Three forces converge here.

First, agents don't execute JavaScript. Vercel measured 569 million GPTBot requests and 370 million Claude requests in a single month and reported that "none of the major AI crawlers currently render JavaScript" ([Vercel, "The Rise of the AI Crawler," Dec 2024](https://vercel.com/blog/the-rise-of-the-ai-crawler)). The same agents that can't render a SPA also can't crawl a multi-thousand-URL sitemap and form an opinion within a user's query latency. A curated index of, say, fifty links with descriptions is parseable in milliseconds.

Second, markdown is the native medium of the LLM stack. Training corpora are markdown-heavy. Tool calls return markdown. Context windows compress markdown more efficiently than HTML. A markdown index is the same shape the agent's other tools produce.

Third, the descriptions are signal, not noise. A sitemap URL plus `<lastmod>` tells a crawler what to fetch. A markdown link plus a one-line description tells an agent whether the page is relevant _before_ fetching. For a retrieval-time agent paying token cost per fetch, that filter is the value.

## When to ship one

Two practical observations from running content engines that depend on this.

A site with fewer than ~20 pages probably gains more from making each page well-shaped (direct answer in the lede, FAQ schema, etc.) than from a curated index. The index optimization compounds with size.

A site over ~100 pages should treat llms.txt as a real editorial product, not a sitemap dump. The point of the file is to _say what's worth reading_ — listing every page defeats the curation that makes the file valuable to the consumer.

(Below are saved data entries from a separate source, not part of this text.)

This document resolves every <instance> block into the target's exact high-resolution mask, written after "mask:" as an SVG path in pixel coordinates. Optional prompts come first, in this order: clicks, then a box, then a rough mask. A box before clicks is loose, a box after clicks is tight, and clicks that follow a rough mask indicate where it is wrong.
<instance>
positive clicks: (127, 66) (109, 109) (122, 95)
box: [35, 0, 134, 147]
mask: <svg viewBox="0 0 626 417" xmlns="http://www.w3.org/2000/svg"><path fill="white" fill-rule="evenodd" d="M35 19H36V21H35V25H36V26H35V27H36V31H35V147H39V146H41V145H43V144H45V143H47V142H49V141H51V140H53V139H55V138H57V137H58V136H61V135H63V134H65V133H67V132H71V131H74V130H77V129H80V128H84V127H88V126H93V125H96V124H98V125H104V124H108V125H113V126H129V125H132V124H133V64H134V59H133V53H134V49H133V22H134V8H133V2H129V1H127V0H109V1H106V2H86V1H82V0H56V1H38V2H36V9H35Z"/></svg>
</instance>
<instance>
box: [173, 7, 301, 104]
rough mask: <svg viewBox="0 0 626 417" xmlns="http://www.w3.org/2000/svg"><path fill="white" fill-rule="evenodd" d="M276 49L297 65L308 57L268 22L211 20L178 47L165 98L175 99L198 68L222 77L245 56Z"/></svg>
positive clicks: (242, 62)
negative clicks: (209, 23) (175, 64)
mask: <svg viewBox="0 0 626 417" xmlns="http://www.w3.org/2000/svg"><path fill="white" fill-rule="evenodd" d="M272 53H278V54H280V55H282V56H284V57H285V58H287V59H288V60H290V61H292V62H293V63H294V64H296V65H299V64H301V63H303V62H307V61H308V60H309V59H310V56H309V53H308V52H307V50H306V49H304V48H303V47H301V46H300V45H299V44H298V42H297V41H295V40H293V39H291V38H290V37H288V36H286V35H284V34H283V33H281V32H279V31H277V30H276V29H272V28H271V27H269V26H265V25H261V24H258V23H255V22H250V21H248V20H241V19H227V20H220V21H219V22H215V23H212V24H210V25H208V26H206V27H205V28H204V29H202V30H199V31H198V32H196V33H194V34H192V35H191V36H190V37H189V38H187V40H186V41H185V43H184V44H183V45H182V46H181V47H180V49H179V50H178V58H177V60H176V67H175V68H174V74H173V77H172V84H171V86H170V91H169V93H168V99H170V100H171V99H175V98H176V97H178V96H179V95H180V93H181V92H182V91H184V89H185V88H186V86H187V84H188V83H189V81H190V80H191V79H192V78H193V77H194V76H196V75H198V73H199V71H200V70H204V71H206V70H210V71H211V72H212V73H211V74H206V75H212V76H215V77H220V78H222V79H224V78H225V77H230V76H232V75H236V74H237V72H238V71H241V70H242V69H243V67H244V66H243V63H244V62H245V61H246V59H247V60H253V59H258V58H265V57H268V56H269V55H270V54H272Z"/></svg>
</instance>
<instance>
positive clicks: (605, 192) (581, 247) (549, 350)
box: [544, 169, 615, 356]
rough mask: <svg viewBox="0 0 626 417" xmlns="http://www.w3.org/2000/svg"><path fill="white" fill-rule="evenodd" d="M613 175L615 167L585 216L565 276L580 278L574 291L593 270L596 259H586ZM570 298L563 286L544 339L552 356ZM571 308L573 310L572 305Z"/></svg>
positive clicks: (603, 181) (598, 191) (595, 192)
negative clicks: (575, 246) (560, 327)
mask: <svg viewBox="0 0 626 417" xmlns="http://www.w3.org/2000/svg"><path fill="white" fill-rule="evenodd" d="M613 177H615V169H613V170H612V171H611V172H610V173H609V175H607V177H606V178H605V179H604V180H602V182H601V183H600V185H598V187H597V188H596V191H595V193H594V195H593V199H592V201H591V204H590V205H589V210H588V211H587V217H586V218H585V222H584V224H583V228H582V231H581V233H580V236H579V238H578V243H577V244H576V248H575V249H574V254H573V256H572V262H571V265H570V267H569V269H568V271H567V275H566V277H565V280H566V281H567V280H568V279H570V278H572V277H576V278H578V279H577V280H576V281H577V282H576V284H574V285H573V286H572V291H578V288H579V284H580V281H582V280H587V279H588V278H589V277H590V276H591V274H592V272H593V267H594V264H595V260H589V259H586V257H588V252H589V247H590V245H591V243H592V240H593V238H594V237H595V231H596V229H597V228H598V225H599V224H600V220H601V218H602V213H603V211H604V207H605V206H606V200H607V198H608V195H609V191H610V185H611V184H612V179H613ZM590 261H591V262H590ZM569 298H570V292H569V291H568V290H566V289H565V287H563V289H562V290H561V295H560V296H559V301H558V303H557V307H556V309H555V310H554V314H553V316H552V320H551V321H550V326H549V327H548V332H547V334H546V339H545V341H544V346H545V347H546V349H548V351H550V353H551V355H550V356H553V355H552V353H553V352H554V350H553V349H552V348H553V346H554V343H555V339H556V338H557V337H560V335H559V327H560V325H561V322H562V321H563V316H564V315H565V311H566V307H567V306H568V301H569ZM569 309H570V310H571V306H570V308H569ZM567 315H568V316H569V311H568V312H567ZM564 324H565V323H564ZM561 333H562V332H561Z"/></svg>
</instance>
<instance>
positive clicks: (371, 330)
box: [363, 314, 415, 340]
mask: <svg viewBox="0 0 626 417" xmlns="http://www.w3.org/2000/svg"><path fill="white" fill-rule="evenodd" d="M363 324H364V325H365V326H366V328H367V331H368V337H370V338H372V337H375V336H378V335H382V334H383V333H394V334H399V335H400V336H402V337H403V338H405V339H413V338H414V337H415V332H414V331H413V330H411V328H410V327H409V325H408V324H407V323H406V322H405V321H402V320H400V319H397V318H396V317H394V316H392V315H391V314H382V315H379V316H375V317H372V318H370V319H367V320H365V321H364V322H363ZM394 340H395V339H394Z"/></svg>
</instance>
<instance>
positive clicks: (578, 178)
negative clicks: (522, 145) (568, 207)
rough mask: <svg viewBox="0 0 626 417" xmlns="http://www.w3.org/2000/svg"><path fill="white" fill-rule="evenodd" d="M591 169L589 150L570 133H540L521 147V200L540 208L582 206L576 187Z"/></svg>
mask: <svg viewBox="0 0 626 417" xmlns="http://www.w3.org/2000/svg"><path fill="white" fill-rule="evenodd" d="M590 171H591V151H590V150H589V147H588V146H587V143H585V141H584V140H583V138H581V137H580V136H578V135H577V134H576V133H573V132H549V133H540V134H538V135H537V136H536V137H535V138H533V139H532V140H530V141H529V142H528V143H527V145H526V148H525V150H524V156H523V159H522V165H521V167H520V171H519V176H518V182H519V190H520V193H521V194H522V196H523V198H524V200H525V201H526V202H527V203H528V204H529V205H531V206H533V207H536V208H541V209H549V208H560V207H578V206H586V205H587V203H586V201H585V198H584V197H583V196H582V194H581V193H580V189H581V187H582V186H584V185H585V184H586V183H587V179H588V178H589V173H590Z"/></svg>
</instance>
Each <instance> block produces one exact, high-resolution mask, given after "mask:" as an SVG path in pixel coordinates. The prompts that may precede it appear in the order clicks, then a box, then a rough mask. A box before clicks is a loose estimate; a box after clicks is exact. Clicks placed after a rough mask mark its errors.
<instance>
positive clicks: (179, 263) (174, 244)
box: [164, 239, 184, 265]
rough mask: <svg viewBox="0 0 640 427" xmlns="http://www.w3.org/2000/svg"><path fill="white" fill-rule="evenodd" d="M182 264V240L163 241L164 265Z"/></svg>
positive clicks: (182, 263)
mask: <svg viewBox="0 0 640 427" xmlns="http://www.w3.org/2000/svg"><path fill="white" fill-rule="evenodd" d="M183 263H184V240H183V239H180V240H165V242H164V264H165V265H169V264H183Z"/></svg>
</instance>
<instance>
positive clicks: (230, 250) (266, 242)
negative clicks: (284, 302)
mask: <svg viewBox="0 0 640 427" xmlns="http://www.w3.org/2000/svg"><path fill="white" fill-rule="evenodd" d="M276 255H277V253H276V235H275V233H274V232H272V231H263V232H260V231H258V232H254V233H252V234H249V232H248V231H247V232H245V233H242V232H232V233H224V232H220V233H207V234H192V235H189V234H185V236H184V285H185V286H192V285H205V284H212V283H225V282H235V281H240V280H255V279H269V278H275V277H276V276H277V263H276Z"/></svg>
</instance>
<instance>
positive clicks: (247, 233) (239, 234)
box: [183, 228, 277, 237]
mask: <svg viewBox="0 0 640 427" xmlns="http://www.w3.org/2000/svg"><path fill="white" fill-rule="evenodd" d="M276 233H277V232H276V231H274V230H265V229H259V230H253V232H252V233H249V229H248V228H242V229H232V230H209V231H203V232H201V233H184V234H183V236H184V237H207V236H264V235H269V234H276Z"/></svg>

The natural pairing is per-page markdown mirrors: every linked `/path.md` returns a clean markdown version of `/path`, hydration scripts stripped, content preserved. The mirror is what the agent actually reads after the index narrows the candidate set.

## What llms.txt is not

A handful of common confusions worth naming:

-   It is **not** robots.txt. Robots.txt is access policy — what a bot may fetch. llms.txt is a content index — what an agent should read first.
-   It is **not** sitemap.xml. See the table above.
-   It is **not** a training opt-out signal. Training-bot opt-outs go in robots.txt via Disallow directives against `GPTBot`, `ClaudeBot`, and similar. llms.txt has nothing to say about training data.
-   It is **not** automatic indexing. Search engines do not currently advertise that they index llms.txt for ranking. The file targets retrieval-time agents, not crawl-time indexers.

## Where this fits

llms.txt is the canonical Layer 2 artifact in the [five-layer AEO model](/five-layer-aeo): the agent-readable map of the site. Layer 1 ([rendered HTML the bot can read](/ssr-junk-bot-wall)) makes the pages reachable; Layer 2 makes the inventory navigable. Without layer 1 the index points at empty shells; without layer 2 the agent crawls page-by-page and runs out of time or tokens.

The longer thesis for why agent readability is the foundation of AEO at all is in [agent readability](/agent-readability). The detailed API and convention notes for the AgentSite middleware that emits `llms.txt` (and its longer companion `llms-full.txt`) automatically from cached page content live in the [docs](/docs).